Funai e Dnit se reúnem para discutir aldeia

A reunião entre equipes da Funai, Dnit, Fapeu, Ministério Público Federal (MPF) e comunidade indígena ocorre nesta quinta-feira, dia 7. O objetivo é discutir formas de antecipar a liberação das obras de duplicação em um trecho de 1,8 quilômetro da BR-386, onde se encontra a tribo caingangue. Conforme previsão da empresa responsável pela construção da nova aldeia, as obras devem perdurar até o fim de 2015.

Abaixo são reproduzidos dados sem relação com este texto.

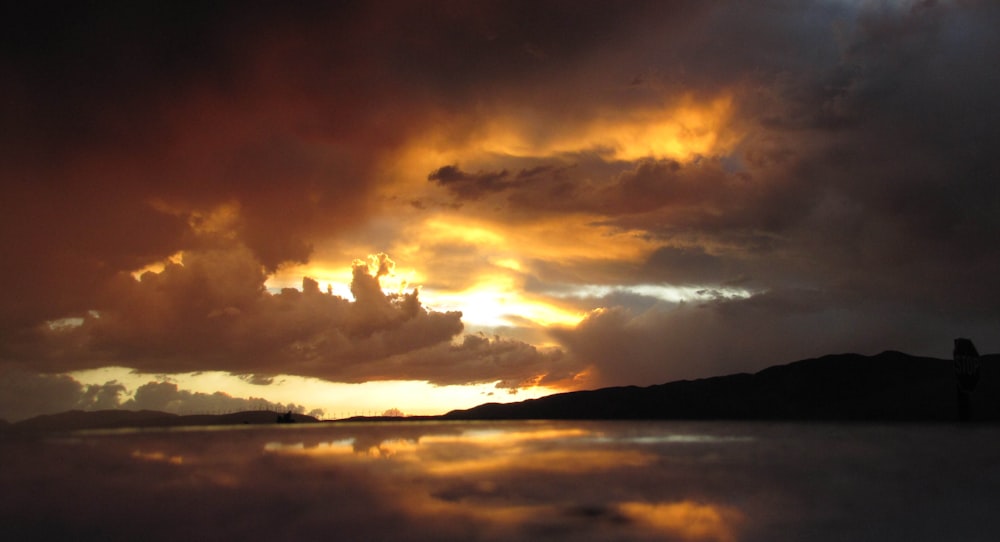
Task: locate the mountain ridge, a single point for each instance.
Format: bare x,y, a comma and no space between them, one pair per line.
890,386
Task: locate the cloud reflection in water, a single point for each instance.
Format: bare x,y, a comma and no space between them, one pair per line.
501,481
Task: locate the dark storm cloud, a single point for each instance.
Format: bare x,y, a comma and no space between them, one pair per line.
213,313
856,201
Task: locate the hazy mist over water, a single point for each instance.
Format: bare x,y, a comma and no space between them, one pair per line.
700,481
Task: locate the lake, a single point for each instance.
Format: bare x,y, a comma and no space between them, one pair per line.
700,481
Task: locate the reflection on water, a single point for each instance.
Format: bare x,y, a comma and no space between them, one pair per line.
505,481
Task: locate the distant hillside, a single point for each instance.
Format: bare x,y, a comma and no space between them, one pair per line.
114,419
890,386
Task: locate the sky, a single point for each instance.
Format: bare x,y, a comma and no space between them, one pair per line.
347,207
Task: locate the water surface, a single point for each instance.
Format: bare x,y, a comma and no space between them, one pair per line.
701,481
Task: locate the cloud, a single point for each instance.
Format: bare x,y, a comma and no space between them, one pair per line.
28,394
211,312
833,161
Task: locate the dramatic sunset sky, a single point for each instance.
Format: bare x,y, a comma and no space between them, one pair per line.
358,206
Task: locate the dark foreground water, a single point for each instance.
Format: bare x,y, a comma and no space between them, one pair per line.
507,481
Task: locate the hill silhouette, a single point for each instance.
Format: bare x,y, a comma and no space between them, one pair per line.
891,386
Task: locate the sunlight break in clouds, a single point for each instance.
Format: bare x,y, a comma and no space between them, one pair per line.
632,191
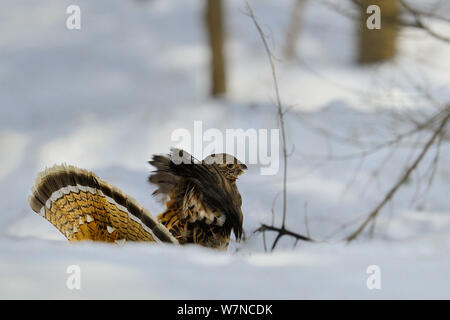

A Funai cancelou a vistoria técnica marcada para ocorrer na área da aldeia. Segundo a chefe da equipe de Licenciamento Ambiental da Funai em Brasília, Júlia Paiva, a visita ao local das obras não é prioridade no momento. “As obras não estão prontas. Acho muito difícil liberar as obras ainda em agosto.”

O Dnit pretende apresentar nova proposta. A sugestão é construir casas temporárias para a comunidade indígena, antecipando assim a realocação de algumas famílias para áreas mais distantes do local da duplicação. A Funai acena de forma positiva para a ideia, mas considera de difícil aceitação por parte dos índios.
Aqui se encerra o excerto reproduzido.